К чему я это описываю? Мне хочется представить тебе те самородки радости, которыми усеяна моя жизнь.
Вне этого увлечения жизнь остается странной, или, скорее, мой образ жизни становится все более и более своеобразным. У меня есть все, чтобы быть счастливой, но я так далека от этого. Хоть я и стараюсь… Каждый день напоминаю себе, что я высокопоставленная особа, что я любима, желанна, живу во дворце, вхожа в высшее венское общество; ежечасно я твержу себе, что у меня превосходное здоровье и еды куда больше, чем нужно, чтобы утолить голод, что я общаюсь с интересными людьми, что в столице империи мне достаточно отправиться в Оперу, на концерт, в театр или художественные галереи, чтобы видеть создания человеческого гения. Каждую ночь я смотрю на красивое тело спящего мужа, твердя себе, что девять австрийских женщин из десяти желали бы занять мое место.

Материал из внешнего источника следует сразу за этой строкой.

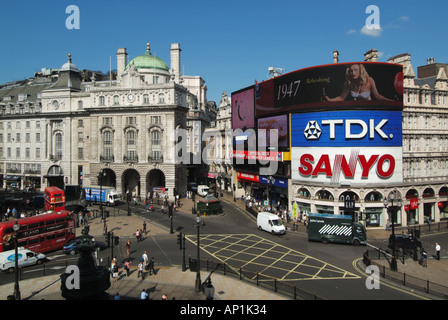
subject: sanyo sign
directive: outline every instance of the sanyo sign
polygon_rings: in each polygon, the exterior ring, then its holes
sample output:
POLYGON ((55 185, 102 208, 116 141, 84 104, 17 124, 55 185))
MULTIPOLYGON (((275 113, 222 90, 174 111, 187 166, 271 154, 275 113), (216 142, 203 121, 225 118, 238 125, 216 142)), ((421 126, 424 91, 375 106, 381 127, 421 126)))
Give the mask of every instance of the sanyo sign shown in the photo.
POLYGON ((399 111, 336 111, 291 115, 291 146, 401 146, 399 111))
POLYGON ((403 182, 401 147, 292 148, 292 179, 337 185, 403 182))

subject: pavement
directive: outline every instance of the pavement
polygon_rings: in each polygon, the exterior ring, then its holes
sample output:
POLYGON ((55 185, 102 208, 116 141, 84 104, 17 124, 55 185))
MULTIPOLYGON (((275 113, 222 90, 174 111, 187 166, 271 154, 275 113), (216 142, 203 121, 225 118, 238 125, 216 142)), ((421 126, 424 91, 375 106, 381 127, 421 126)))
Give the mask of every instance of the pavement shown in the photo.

Но несмотря на эти сознательные упражнения, вопреки благим намерениям терплю поражение. Я сознаю свое счастье, но не ощущаю его.
Недомогание где-то рядом…
Если бы я хотя бы могла назвать его…
Зачем я просыпаюсь по утрам? На протяжении дня ничто, кроме моей коллекции, меня не привлекает. И все же я мужественно напяливаю униформу, вновь откатываю свою роль, вношу изменения в реплики, планирую приходы и уходы, готовлю комедию своего существования. Быть может, я замираю после чуда… Какого? Нужно перестать видеть свои действия со стороны. Перестать быть актрисой или зрительницей собственного спектакля. Перестать судить себя, критиковать, обнаруживать собственный обман. Чтобы наконец, как сахар в воде, истаять в реальности, раствориться в ней.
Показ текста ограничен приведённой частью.